Revoici la longue dame pas brune avec pour seul bagage un nouvel album, paru chez ECM (une première), reprenant cinq compositions/méditations nées de sa plume et sobrement intitulé «Trios».


L’affiche ne doit rien au hasard ou à un quelconque choix esthétique. Carla BLEY, Andy SHEPPARD, Steve SWALLOW …une association dont la longévité relève, sinon du prodige, du moins de l’étonnante capacité intuitive qu’a constamment chacun, en tant qu’être-musicien, à prolonger le geste créatif des deux autres. Il y a là plus que de la simple connivence.


Arrêt sur image : Une photo parue dans Jazz Magazine en septembre dernier montre Carla et Steve posant dos à dos (une habitude chez eux), un sourire malicieux aux lèvres… Jana, Janus veillent l’un sur l’autre, comme soudés par la somme et la force de leurs partages. 


Compagnons depuis presque toujours en musique et dans la vie, elle et il ont découvert en Andy l’alter ego idéal. Celui que l’on trouve presque sans avoir cherché, celui par qui la ligne devient triangle.


Ironie des nombres ? Trios désarticulés c’est aussi :

-    Trois lagons,
-    Trois mouvements,
-    Trois parties.


Utviklingssang, censée à l’origine (1980 ?) être une « protest song scandinave » de commande, se révèle une merveilleuse mélodie introduite par une basse typiquement swallowienne, où chaque note germe, s’étire et s’ouvre… (Coup d’oreille rapide à « duets » sorti en 1988. Le même charme ressuscite, 25 ans après). Tout y est mobile, lent défilé de couleurs ponctué de respirations retenues, pavane un peu dézinguée mais superbement élégante, errances contrôlées qui se retrouvent et se confondent…           


Vashkar, clin d’œil à Paul HAINES, le poète des mots d’«Escalator over the hill». Réminiscence amusée d’un moment indien.
Une sorte de raga orientaliste balbutié au dessus d’une voix de basse imperturbable, dérapages rythmiques contenus dans un miracle de cohésion.


Jazz par Henri MATISSE (titre du recueil éponyme constitué de 20 planches) ou « improvisation et vitalité ».

Lagon 1 (planche 17). Un masque de charleston mâtiné de middle jazz laissant par endroits transparaître une dissonance pourpre ou indigo, ou bleue, comme on voudra…   
 
Lagon 2 (planche 18). Soir s’invitant par une fenêtre ouverte sur l’émeraude fauve du soleil déclinant, corps alanguis dans le silence du vent léger…
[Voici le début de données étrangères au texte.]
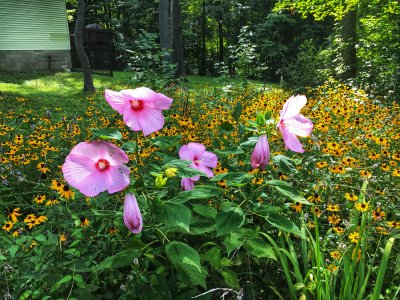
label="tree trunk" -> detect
[199,0,207,75]
[158,0,172,63]
[171,0,185,77]
[74,0,96,92]
[340,8,357,80]
[218,17,224,63]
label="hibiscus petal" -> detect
[280,95,307,120]
[135,106,164,136]
[62,155,107,197]
[121,87,158,108]
[104,165,130,194]
[201,151,218,168]
[279,127,304,153]
[181,178,194,191]
[104,90,127,115]
[154,93,172,109]
[284,115,314,137]
[124,193,143,233]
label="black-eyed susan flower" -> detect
[58,185,75,200]
[2,221,14,232]
[33,195,46,204]
[354,201,369,212]
[349,231,360,244]
[328,214,341,226]
[344,193,358,202]
[372,207,386,221]
[290,202,303,213]
[8,207,21,223]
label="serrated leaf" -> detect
[219,270,240,290]
[265,214,305,238]
[215,207,245,236]
[96,249,139,271]
[272,155,297,174]
[170,185,224,203]
[265,180,311,204]
[165,241,207,288]
[244,239,276,260]
[158,201,192,232]
[90,128,122,141]
[151,135,182,149]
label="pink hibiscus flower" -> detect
[251,134,271,170]
[124,193,143,233]
[62,141,130,197]
[104,87,172,135]
[179,143,218,190]
[278,95,314,153]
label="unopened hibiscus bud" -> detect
[165,168,178,178]
[251,134,271,170]
[124,193,143,233]
[156,174,168,189]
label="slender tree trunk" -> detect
[218,17,224,63]
[340,9,357,80]
[74,0,96,92]
[158,0,172,63]
[199,0,207,75]
[171,0,185,77]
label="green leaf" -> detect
[121,141,136,153]
[192,204,217,220]
[8,245,19,258]
[165,241,207,288]
[219,270,240,290]
[215,207,245,236]
[219,122,235,132]
[214,148,244,156]
[265,180,311,204]
[233,101,243,122]
[151,135,182,149]
[96,249,139,271]
[272,155,297,174]
[50,275,72,293]
[244,239,276,260]
[265,214,305,238]
[158,201,192,232]
[204,247,221,269]
[90,128,122,141]
[170,185,224,203]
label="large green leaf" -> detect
[158,201,192,231]
[170,185,224,203]
[272,154,297,174]
[91,128,122,141]
[215,207,245,236]
[265,214,305,238]
[165,241,207,288]
[265,180,311,204]
[96,249,139,271]
[244,239,276,260]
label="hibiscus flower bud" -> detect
[251,134,271,170]
[165,168,178,178]
[124,193,143,233]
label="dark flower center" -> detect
[96,158,110,172]
[129,100,144,111]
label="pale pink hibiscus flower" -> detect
[104,87,172,135]
[251,134,271,170]
[62,141,130,197]
[124,193,143,233]
[278,95,314,153]
[179,143,218,190]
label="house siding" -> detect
[0,0,71,71]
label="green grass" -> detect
[0,72,280,114]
(planche 19). Ritournelle à la SATIE qui se mue en comptine cuivrée, perdue entre les touches bluesy du piano de Carla.      

Wildlife (trois mouvements).

Thème en forme de point d’interrogation avec une pincée d’ELLINGTON (Horns), possession du grave par les pattes sans griffes de Steve (Paws without claws), laissant place à une danse toute en apesanteur, presque aérienne (Sex with birds).
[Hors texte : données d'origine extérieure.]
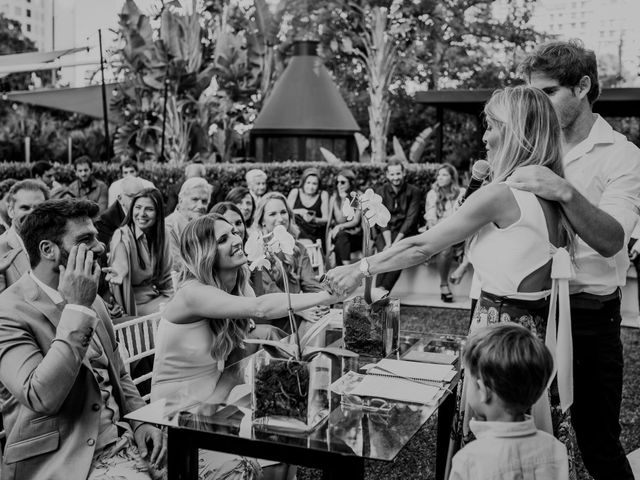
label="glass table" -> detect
[127,322,460,480]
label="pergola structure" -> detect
[415,88,640,163]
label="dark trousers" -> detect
[571,298,633,480]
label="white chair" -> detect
[113,312,161,402]
[303,239,326,278]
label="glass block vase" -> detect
[342,296,400,357]
[251,351,332,432]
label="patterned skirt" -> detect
[445,292,577,480]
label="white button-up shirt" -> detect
[563,115,640,295]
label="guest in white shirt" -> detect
[449,322,569,480]
[109,160,155,206]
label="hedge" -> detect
[0,162,438,208]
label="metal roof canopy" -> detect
[414,88,640,163]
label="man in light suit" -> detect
[0,180,49,292]
[0,199,165,480]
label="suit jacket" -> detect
[0,274,145,480]
[95,202,125,250]
[0,227,31,292]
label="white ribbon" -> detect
[545,248,573,412]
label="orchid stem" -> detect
[275,256,302,360]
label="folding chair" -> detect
[114,312,161,402]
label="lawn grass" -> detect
[298,306,640,480]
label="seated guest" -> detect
[0,178,17,235]
[209,202,248,245]
[0,180,49,291]
[287,168,329,243]
[108,160,155,206]
[69,155,109,212]
[327,168,362,265]
[424,163,465,303]
[107,188,173,315]
[224,187,256,225]
[449,323,569,480]
[31,160,62,192]
[0,197,166,480]
[151,214,339,479]
[96,176,148,251]
[244,168,267,204]
[252,192,326,333]
[165,177,211,271]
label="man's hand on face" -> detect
[58,244,100,307]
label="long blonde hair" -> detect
[484,86,575,256]
[180,213,255,360]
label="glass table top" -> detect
[127,328,459,461]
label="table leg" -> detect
[322,457,364,480]
[436,387,457,480]
[167,427,198,480]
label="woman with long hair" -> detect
[151,213,340,480]
[327,168,362,265]
[287,167,329,242]
[106,188,173,315]
[424,163,464,303]
[252,192,327,333]
[224,187,256,225]
[327,86,575,476]
[209,202,248,244]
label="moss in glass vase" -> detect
[255,360,309,423]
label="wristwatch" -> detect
[358,257,371,278]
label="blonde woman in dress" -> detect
[151,214,340,480]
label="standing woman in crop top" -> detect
[287,168,329,242]
[327,86,575,476]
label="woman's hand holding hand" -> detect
[325,263,362,296]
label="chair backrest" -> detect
[304,239,326,278]
[113,312,161,401]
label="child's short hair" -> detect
[463,322,553,413]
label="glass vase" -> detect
[342,296,400,357]
[251,350,332,432]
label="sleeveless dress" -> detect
[293,189,326,242]
[445,188,576,479]
[151,318,262,480]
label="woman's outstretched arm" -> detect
[327,184,520,292]
[164,282,342,323]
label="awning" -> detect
[0,47,90,68]
[5,83,119,122]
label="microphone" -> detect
[457,160,491,207]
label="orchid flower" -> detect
[244,225,296,271]
[342,188,391,227]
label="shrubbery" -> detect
[0,162,438,206]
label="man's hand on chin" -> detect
[134,423,167,468]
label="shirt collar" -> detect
[29,270,64,305]
[565,114,615,163]
[469,415,537,438]
[133,225,144,240]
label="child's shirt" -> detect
[449,416,569,480]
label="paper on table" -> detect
[349,375,441,405]
[368,358,456,382]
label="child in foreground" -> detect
[449,323,569,480]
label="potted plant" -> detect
[343,189,400,357]
[245,226,355,431]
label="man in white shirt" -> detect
[108,160,155,206]
[509,41,640,480]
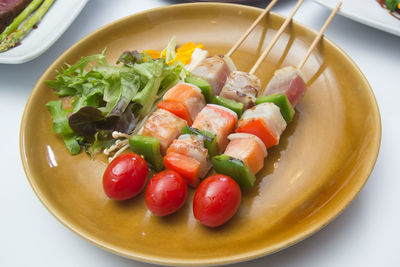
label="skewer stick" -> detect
[225,0,278,57]
[297,2,342,69]
[249,0,304,74]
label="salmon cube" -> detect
[192,56,234,95]
[220,71,261,109]
[236,102,286,148]
[224,133,267,174]
[140,109,186,155]
[192,104,237,153]
[163,83,206,121]
[167,134,211,178]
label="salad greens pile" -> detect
[46,38,182,155]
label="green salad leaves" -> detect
[46,44,182,155]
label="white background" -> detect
[0,0,400,267]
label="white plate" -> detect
[314,0,400,36]
[0,0,88,64]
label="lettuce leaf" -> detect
[46,48,182,154]
[46,100,81,155]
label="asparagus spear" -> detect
[0,0,43,43]
[0,0,54,52]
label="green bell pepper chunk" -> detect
[211,154,256,189]
[182,125,218,157]
[185,76,213,103]
[256,94,294,122]
[213,96,244,118]
[129,134,164,171]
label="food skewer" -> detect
[217,0,303,110]
[259,2,342,107]
[105,0,278,160]
[187,0,277,95]
[297,1,342,69]
[126,0,303,187]
[225,0,278,57]
[212,2,341,188]
[114,0,342,192]
[249,0,304,74]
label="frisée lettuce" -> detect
[46,43,183,155]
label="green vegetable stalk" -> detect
[385,0,400,12]
[129,134,164,171]
[0,0,54,52]
[211,154,256,189]
[0,0,43,43]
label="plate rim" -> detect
[0,0,88,64]
[19,2,382,266]
[313,0,400,36]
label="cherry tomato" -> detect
[103,153,149,200]
[193,174,242,227]
[146,171,187,216]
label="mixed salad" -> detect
[46,37,202,159]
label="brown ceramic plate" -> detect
[20,3,381,265]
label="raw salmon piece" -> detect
[264,66,307,108]
[192,104,237,153]
[236,103,286,148]
[192,56,235,95]
[224,133,267,174]
[163,83,206,121]
[167,134,211,178]
[220,71,261,110]
[140,109,186,155]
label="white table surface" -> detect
[0,0,400,267]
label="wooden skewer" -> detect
[225,0,278,57]
[297,2,342,69]
[249,0,304,74]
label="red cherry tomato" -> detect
[193,174,242,227]
[103,153,149,200]
[146,171,187,216]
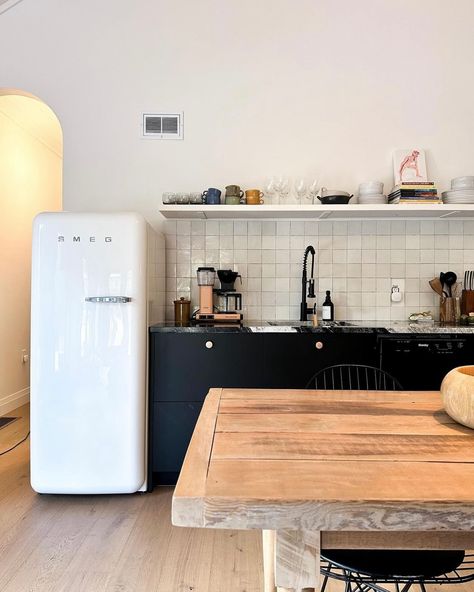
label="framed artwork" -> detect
[393,148,428,185]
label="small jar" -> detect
[174,296,191,325]
[189,192,202,205]
[162,191,176,204]
[176,193,189,205]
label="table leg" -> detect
[274,530,321,592]
[262,530,277,592]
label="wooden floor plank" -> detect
[0,408,474,592]
[0,408,263,592]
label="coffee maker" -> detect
[195,267,242,323]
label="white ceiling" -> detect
[0,95,63,157]
[0,0,22,14]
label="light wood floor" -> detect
[0,406,474,592]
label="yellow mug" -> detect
[245,189,264,206]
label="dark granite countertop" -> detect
[150,320,474,335]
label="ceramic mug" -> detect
[225,193,245,206]
[245,189,264,206]
[225,185,244,197]
[202,187,221,206]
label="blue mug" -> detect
[202,187,221,206]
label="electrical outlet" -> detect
[390,279,405,306]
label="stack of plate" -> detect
[358,181,387,204]
[358,193,387,204]
[442,176,474,204]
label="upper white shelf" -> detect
[160,204,474,220]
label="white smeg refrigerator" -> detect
[31,212,165,494]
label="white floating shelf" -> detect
[159,204,474,220]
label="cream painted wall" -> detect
[0,96,62,415]
[0,0,474,220]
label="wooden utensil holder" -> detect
[439,296,461,324]
[461,290,474,314]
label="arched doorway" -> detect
[0,89,63,416]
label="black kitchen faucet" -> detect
[300,245,316,321]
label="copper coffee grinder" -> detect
[195,267,242,323]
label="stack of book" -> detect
[388,181,441,204]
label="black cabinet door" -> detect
[151,402,202,485]
[150,333,263,402]
[264,333,378,388]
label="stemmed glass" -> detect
[264,177,276,203]
[275,177,290,204]
[305,179,319,204]
[295,178,308,203]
The girl who cried champagne (trois parties).

Chanson brésilienne, décalée comme un motif de NASCIMENTO, jouée par une fille qui rit et puis qui pleure et puis qu’on console. Intermède sur la carte du tendre.   


L’impression d’ensemble c’est un sentiment d’accomplissement, de plénitude qui s’insinue, à l’insu de soi, hors de tout artifice, hors de tout effort.
Le non pareil qu’on attend chaque jour pourrait ressembler à ça.


Allez, dernier arrêt sur image :


Une main de femme dessinée par Jean COCTEAU, survolant le temps passant…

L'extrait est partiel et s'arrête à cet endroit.